Il terzo punto è il più intrigante, perché la domanda sorge spontanea: come è stato possibile al giovane Sam diventare in poco più di due anni il miliardario americano più giovane, dopo Mark Zuckerberg? Qualcuno già profetizzava che sarebbe stato il primo trillionaire: orrendo neologismo per chi ha un patrimonio di 1.000 miliardi di dollari, dove l’orrendo si riferisce al fatto che nessuno si scandalizzi che in pochi anni si possa accumulare una fortuna superiore a due volte il Pil del Belgio. Il fatto è che lo zazzeruto Sam non ha raccolto fondi da ignare vecchiette, ma da fior di società di venture capital e private equity che facevano a gara per affidargli milioni di dollari, attratti dai rendimenti mirabolanti iniziali. Ma proprio costoro dovrebbero essere in grado di evitare le trappole tipiche dell’innovazione finanziaria, invece hanno dimostrato di credere alla favola degli zecchini d’oro peggio di Pinocchio.

Il fatto è che il sistema finanziario di oggi, soprattutto americano, trabocca di liquidità, frutto delle politiche monetarie del passato rese necessarie dalle crisi precedenti, che ricercano rendimenti alti, possibilmente in tempi brevi. Una combinazione che non dovrebbe esistere in natura o quanto meno essere estremamente rara. Insomma, gli anticorpi interni al sistema finanziario non funzionano più in un sistema che ha disponibilità finanziarie enormemente superiori alle possibilità di impiego di un’economia reale che fa fatica a crescere a livello mondiale.

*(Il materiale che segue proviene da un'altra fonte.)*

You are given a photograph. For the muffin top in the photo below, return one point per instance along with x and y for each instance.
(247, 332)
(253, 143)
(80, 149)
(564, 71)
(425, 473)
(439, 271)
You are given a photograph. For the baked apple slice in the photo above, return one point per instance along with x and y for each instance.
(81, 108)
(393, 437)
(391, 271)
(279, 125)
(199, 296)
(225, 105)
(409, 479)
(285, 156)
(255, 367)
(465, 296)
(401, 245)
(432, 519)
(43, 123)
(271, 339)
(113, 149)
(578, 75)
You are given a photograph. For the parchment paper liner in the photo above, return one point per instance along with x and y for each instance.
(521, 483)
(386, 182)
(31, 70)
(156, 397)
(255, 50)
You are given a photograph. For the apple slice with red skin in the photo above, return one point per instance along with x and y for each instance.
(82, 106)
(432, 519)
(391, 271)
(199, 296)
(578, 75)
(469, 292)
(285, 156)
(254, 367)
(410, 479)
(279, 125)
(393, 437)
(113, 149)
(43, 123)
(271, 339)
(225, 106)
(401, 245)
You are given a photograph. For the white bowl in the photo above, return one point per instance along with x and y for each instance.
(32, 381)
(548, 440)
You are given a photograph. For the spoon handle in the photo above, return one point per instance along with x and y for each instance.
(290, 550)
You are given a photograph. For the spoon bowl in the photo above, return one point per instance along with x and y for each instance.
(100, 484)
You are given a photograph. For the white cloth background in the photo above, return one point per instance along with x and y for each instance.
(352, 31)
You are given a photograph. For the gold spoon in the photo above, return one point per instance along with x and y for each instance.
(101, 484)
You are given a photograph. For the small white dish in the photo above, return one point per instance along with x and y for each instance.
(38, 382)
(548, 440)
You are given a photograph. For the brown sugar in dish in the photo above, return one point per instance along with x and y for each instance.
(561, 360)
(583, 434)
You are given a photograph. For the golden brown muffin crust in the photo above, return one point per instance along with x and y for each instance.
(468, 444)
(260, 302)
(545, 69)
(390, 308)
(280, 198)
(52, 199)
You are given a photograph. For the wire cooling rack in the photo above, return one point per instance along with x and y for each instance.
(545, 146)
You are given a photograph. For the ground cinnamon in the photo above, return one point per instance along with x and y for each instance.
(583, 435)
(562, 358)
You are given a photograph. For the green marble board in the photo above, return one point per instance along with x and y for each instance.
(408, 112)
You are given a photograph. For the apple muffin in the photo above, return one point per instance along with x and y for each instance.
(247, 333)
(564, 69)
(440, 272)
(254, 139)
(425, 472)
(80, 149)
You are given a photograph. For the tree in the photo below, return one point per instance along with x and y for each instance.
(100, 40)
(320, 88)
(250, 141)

Vulgus vult decipi, dicevano i latini, la gente vuole essere ingannata, ma oggi fra costoro dobbiamo annoverare anche i grandi boss della finanza delle nuove tecnologie. E non a caso questo è lo stesso problema che ha fatto crollare nella primavera scorsa la Silicon Valley Bank, che si era fatta ingolosire dalla grande massa di capitali che circolano in quella zona, ma che si possono muovere con la velocità di un fulmine, anzi di un tweet. Il problema di Ftx abbraccia quindi un mondo ancora più vasto della criptofinanza e ci dice che la ricerca di nuovi equilibri dopo il diluvio di liquidità sarà lunga e tutt’altro che facile.